How does that sound?


the llvm:: qualifications are not necessary here


drop .str().str(), it's cleaner


Yeah, if we're going to have tests for each of these components, I'd definitely recommend splitting them out into separate patches.

noajshu updated this revision to Diff 382731.Oct 27 2021, 11:34 AM

Add CurlHTTPRequest::ErrorState using ErrorList to track errors during curl http request lifecycle.
Also miscellaneous style updates, redundant namespace qualifiers.

noajshu marked 3 inline comments as done.Oct 27 2021, 12:56 PM
noajshu added inline comments.

Great idea, I've added this and removed the prints to stderr. The ErrorState will also surface for other Error-returning methods of CurlHTTPRequest.

noajshu updated this revision to Diff 382765.Oct 27 2021, 1:22 PM
noajshu marked an inline comment as done.

Updates to CurlHTTPRequest access specifiers.

noajshu updated this revision to Diff 382793.Oct 27 2021, 2:21 PM
noajshu marked 5 inline comments as done.

Remove extraneous curlPerform method from CurlHTTPRequest

noajshu updated this revision to Diff 382799.Oct 27 2021, 2:32 PM

Remove httpGet function.

noajshu updated this revision to Diff 382863.Oct 27 2021, 5:40 PM
noajshu marked 2 inline comments as done.

Improvements to regression (lit) tests.
Use %t as the asset cache directory and clean up directory before each test.

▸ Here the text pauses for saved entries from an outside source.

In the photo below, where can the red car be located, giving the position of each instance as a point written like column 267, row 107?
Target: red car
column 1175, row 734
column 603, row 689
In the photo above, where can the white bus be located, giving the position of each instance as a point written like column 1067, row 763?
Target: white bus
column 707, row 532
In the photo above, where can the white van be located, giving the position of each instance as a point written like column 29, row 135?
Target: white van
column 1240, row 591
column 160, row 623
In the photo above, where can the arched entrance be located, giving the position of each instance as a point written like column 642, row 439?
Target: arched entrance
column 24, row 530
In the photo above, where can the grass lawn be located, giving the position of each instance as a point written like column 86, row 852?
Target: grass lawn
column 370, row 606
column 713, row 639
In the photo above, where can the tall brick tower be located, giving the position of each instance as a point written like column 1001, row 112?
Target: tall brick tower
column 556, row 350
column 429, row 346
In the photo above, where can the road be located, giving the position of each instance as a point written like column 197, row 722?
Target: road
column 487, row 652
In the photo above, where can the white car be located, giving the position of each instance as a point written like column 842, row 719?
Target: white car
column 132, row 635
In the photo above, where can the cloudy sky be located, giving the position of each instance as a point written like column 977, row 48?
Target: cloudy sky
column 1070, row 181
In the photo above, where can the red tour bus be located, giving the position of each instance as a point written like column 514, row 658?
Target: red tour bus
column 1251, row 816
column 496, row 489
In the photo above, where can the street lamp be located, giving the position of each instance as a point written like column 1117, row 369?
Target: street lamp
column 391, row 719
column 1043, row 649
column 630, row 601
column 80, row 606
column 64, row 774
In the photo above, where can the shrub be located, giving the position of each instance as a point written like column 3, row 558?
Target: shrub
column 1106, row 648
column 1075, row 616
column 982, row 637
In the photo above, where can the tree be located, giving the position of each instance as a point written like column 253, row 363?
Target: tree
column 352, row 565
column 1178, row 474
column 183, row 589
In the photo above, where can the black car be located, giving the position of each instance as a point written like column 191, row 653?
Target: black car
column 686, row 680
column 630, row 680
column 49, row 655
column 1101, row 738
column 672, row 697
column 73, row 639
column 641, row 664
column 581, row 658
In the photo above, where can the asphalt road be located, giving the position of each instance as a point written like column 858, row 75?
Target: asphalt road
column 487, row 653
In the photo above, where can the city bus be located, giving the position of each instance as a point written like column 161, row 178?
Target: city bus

Verify local file contents match expected contents.

noajshu updated this revision to Diff 382871.Oct 27 2021, 6:20 PM

Split out CurlHTTPRequest into CURLClient.{h,cpp}.

noajshu updated this revision to Diff 383132.Oct 28 2021, 12:51 PM

Rebase against main.

noajshu edited the summary of this revision. (Show Details)Oct 28 2021, 1:26 PM
noajshu edited the summary of this revision. (Show Details)Fri, Oct 29, 11:03 AM

@labath Thank you for your helpful feedback on this diff!
I have split into 4 sub-diffs. The HTTP client/request/response handler architecture is in D112751 and the curl client is in D112753. Could we continue the discussion there?

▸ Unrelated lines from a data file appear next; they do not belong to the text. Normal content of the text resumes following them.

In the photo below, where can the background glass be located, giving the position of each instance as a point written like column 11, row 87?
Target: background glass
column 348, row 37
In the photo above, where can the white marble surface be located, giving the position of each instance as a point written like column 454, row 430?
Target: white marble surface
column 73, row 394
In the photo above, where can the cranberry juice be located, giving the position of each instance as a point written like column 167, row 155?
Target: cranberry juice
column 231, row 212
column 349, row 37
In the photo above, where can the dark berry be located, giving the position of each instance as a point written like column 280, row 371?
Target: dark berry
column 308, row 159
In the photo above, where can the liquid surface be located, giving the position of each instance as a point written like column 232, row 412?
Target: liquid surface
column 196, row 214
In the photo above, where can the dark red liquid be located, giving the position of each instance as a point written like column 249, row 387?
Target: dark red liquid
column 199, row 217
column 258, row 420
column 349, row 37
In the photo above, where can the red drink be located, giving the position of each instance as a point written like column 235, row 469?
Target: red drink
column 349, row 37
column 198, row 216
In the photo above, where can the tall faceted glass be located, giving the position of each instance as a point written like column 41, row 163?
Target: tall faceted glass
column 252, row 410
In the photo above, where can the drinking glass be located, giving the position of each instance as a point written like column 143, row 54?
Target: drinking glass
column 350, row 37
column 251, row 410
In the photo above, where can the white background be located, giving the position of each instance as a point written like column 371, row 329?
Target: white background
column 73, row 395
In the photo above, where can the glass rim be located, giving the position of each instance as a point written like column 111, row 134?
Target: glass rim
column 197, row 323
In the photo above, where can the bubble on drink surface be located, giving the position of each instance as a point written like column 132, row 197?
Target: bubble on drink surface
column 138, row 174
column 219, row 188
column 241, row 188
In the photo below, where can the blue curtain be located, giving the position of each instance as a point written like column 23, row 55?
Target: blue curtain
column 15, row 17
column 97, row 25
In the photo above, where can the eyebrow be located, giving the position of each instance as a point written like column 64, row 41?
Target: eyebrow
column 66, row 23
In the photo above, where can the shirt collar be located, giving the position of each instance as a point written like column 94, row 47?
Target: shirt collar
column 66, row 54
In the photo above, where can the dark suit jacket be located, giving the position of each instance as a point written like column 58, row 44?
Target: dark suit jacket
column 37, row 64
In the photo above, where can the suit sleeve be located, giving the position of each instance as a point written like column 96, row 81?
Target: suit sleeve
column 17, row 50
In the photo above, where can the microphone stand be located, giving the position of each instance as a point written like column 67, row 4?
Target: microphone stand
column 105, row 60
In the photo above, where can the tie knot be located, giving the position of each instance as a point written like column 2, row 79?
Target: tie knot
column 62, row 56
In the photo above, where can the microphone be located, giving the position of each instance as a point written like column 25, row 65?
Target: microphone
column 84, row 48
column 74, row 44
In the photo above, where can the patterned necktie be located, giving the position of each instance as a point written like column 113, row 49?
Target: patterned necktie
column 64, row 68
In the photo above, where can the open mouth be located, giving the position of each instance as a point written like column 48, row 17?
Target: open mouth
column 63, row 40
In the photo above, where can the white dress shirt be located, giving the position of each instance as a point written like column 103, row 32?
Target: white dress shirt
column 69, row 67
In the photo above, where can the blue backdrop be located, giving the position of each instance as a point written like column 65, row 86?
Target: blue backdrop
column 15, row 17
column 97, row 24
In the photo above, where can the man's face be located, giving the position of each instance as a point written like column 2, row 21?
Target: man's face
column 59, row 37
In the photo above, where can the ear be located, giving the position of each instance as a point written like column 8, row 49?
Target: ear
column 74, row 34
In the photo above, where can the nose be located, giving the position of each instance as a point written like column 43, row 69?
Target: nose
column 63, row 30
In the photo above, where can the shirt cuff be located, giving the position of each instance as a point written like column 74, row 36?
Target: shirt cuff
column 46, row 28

Nope -- updated most to private, and curlInit to protected (for unit testing).


The curlHandle{HeaderLine,BodyChunk} method is invoked by the static curl{HeaderLine,BodyChunk}MethodHook function, which then needs access.

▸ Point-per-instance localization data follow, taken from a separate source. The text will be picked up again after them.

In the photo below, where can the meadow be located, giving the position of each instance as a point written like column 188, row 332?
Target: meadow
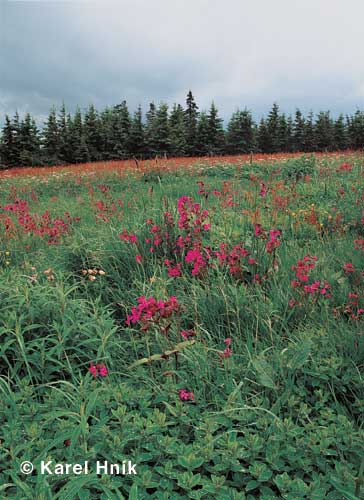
column 203, row 319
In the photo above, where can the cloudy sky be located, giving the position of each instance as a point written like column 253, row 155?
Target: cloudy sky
column 305, row 53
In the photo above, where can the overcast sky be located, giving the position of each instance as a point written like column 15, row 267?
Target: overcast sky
column 305, row 53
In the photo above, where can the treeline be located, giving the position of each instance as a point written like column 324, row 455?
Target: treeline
column 115, row 133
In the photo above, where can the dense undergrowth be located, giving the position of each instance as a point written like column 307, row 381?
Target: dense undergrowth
column 206, row 325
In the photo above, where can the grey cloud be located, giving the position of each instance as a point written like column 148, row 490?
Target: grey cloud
column 237, row 53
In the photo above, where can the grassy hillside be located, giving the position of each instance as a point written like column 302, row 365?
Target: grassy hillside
column 204, row 323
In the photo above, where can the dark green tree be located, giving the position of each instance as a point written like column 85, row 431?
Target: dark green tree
column 50, row 139
column 151, row 130
column 29, row 142
column 137, row 134
column 263, row 137
column 324, row 131
column 216, row 140
column 299, row 132
column 340, row 134
column 240, row 133
column 163, row 143
column 191, row 119
column 7, row 145
column 203, row 134
column 309, row 136
column 92, row 133
column 177, row 127
column 272, row 124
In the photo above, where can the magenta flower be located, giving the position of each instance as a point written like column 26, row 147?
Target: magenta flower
column 185, row 395
column 93, row 370
column 99, row 369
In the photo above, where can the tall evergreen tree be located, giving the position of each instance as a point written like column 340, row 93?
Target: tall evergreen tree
column 63, row 135
column 272, row 124
column 79, row 146
column 137, row 134
column 50, row 138
column 29, row 142
column 8, row 146
column 324, row 131
column 340, row 134
column 178, row 131
column 92, row 133
column 355, row 128
column 203, row 134
column 122, row 130
column 240, row 133
column 299, row 132
column 216, row 140
column 263, row 137
column 163, row 143
column 309, row 136
column 151, row 130
column 191, row 119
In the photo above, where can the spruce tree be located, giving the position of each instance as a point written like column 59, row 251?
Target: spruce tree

I tried instead having curl directly call back to a private method, but then the implicit this argument is replaced by the first parameter passed by curl, which is the pointer to the header/body contents.


Agreed that this could be removed and on the flexibility point I bet another use case might be a StreamingHTTPResponseHandler. This would be especially nice if the localCache is refactored to allow caching objects chunk-by-chunk -- as then large debuginfo would not hog memory (as with the BufferedHTTPResponseHandler).

noajshu abandoned this revision.Wed, Nov 24, 12:38 PM

Abandoning due to split into separate patches.